Thursday, April 22, 2004

Help Me, I'm Stranded in a Chinese Fortune Cookie Factory...

One of the "perks" of working in a department filled to the brim with medically-trained clinicians is that somehow, I am the person to come to with your technology-related questions. In other words, when you can't find the icon for Microsoft Word, when your internet connection won't work, when you can't remember how to save in CarePlanner, you seek out RedPanda. And, more often than not, she has the answer.

This amuses me to no end, and didn't really have much of an effect on my everyday life until the plans for a new, web-based rollout of our favored application were unveiled. Now scads of people from scads of departments with scads of different roles and workflows need to be re-trained. Of course, my name was mentioned as a potential SuperUser (for which I would prefer a cape be issued, thank you) and Trainer.
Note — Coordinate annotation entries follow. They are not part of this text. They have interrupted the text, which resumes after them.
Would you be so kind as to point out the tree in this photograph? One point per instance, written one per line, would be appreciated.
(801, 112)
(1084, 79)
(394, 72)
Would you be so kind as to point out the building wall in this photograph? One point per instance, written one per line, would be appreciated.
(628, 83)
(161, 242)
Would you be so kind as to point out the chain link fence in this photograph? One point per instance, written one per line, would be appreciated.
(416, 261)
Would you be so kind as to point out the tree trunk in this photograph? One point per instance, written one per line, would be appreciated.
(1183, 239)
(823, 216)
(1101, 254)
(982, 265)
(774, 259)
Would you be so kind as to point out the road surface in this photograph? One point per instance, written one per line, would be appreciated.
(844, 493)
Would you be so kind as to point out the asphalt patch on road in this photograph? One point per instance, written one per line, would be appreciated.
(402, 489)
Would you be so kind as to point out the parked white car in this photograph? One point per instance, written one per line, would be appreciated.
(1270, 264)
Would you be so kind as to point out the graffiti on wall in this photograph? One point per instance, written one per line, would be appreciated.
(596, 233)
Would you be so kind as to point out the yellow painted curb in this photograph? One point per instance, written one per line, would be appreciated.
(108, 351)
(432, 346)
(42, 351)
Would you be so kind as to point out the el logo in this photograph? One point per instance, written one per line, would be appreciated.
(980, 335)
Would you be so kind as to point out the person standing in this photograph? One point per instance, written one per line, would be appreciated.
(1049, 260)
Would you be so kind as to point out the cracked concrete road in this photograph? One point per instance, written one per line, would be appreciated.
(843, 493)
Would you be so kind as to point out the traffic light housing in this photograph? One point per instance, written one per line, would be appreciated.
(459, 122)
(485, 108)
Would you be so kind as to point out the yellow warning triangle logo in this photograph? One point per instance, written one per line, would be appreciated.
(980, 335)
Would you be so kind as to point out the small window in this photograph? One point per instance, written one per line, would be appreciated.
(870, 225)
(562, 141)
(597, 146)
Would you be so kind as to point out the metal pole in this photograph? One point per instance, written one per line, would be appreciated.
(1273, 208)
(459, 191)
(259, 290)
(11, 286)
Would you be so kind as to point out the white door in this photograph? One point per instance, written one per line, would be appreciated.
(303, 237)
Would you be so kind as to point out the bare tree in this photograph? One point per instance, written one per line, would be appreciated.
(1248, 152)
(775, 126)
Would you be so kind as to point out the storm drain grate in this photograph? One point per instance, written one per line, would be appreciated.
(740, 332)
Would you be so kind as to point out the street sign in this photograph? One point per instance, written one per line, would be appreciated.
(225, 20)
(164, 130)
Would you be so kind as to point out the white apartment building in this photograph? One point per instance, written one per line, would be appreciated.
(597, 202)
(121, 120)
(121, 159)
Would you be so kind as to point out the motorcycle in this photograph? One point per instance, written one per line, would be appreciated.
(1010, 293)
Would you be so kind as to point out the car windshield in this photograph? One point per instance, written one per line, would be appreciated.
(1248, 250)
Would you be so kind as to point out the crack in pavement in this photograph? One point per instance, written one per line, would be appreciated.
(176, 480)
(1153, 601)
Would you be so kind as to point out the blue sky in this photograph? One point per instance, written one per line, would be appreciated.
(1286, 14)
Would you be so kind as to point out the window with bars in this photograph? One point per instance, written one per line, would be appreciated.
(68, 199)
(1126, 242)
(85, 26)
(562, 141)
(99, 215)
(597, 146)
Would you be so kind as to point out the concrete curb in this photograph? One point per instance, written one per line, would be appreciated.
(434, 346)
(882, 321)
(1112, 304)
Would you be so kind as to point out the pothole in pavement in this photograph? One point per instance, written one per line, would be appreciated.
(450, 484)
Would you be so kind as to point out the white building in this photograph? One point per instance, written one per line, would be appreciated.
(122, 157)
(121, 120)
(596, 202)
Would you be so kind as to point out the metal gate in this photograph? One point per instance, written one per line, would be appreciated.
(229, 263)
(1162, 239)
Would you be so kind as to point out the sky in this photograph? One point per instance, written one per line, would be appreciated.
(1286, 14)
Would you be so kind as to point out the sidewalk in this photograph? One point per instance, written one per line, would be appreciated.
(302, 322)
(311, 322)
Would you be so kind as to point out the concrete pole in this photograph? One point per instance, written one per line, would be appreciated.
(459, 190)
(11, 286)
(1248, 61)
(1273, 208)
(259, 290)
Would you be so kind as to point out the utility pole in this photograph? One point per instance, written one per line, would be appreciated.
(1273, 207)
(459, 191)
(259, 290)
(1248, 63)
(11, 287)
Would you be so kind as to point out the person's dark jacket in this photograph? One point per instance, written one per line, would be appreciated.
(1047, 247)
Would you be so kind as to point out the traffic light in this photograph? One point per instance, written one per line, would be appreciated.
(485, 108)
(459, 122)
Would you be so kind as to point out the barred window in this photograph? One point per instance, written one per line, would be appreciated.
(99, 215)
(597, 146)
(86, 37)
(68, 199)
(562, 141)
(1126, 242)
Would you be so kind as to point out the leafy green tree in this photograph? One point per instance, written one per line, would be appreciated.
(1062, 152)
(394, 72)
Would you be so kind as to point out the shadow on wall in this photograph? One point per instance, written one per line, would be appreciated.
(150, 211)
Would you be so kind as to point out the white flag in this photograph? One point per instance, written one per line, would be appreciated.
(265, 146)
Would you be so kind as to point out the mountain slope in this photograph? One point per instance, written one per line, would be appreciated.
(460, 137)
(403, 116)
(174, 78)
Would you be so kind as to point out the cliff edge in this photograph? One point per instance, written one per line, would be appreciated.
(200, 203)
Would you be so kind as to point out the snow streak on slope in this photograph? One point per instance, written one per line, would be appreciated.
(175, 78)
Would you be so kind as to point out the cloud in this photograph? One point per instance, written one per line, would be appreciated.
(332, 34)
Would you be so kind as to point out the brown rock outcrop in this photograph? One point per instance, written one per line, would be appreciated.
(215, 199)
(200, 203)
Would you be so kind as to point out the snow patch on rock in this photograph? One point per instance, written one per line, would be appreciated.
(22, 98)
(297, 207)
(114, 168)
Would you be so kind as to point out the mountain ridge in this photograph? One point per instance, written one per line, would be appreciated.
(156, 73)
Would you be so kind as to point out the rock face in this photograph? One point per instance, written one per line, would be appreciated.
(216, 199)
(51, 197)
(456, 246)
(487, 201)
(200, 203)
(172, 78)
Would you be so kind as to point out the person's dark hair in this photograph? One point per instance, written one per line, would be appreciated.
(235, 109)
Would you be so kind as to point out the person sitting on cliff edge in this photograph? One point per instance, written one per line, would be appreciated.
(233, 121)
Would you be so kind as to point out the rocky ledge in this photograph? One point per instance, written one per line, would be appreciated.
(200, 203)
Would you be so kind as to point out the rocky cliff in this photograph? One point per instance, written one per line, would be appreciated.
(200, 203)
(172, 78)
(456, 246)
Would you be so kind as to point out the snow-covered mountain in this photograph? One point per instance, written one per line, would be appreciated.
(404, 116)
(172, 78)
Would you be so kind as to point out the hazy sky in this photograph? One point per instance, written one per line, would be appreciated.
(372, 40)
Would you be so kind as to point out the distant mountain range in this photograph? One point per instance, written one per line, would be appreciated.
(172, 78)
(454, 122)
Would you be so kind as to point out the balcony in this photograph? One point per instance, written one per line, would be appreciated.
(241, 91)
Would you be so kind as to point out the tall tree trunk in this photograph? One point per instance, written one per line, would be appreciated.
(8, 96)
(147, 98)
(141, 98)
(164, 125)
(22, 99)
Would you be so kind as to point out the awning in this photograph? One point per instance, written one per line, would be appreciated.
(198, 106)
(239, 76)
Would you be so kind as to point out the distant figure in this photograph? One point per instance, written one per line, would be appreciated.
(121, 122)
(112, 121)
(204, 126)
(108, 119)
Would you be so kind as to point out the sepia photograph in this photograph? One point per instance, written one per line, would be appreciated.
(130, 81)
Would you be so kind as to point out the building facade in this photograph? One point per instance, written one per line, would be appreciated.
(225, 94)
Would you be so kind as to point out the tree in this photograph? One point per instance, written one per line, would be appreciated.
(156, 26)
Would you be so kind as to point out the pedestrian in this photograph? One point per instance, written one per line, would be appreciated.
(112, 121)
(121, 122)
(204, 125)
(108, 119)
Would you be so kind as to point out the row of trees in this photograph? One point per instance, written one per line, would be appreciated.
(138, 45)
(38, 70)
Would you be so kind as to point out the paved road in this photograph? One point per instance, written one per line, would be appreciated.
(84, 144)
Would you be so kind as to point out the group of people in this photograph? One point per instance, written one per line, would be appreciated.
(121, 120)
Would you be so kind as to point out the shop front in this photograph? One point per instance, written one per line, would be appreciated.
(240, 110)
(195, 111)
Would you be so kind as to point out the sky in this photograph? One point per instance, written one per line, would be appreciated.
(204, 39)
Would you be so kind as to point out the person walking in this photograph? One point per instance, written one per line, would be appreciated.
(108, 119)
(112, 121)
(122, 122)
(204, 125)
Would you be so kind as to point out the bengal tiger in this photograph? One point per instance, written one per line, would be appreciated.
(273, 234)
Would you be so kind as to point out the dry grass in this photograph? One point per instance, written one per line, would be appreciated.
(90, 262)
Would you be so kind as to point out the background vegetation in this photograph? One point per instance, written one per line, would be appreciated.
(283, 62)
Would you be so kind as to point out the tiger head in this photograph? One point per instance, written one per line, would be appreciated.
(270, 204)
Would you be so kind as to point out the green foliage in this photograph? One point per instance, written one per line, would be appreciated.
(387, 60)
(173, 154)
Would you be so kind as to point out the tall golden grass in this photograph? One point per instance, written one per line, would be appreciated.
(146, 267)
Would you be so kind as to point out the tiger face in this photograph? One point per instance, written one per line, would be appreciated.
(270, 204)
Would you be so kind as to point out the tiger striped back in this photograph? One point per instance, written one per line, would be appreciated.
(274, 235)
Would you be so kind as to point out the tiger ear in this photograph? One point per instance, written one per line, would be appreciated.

I have no wish to be either of these things. But in the interest of Best Furthering My Career, I now find myself locked in a dank, windowless room as a Real Trainer drones on and on about the web-based functionality v/s original functionality. They are virtually identical, to the point where I'm quite sure that I could buzz along easily on my own with a one-hour demonstration (which I attended a few weeks ago) and directions to the "help" button.

But no, instead I must sit through this. Other SuperUsers argue. A lot. They argue with the trainer about whether or not she is doing It right. (Often, she isn't...). They argue about what the workflows and needs of different departments (including mine) are. They argue about what Regular Users will need to learn this application.

I do not argue. I sit placidly and surf the 'net. Occasionally, someone will look right at me and demand to know what my department thinks/needs/wants. Usually, I spout off a few intimidating S.A.T. words and explain that my department has different needs that will have to be explained in context. This usually results in someone wanting to argue with me. I find the only way I can quiet them is by using progressively more complicated S.A.T. words until they are no longer exactly sure what I am saying but are too proud to admit it, so they simply nod their heads and agree with me.

This is tortuous.

I was telling Sean this morning that the entire ordeal makes me feel like I'm back in grade school. I always would finish my readings before anyone else, and then the teacher, not believing me, would yell. So I'd read ahead. Then I'd get in trouble for reading ahead. Now, the trainer walks around saying "are you on practice exercise 2 yet?" To which I generally respond (sheepishly) "Er...I'm actually finished with exercise 10..."

I believe I am slowly going crazy....

Forgive me if this is rambling and senseless...my brain has long been reduced to a form of paste.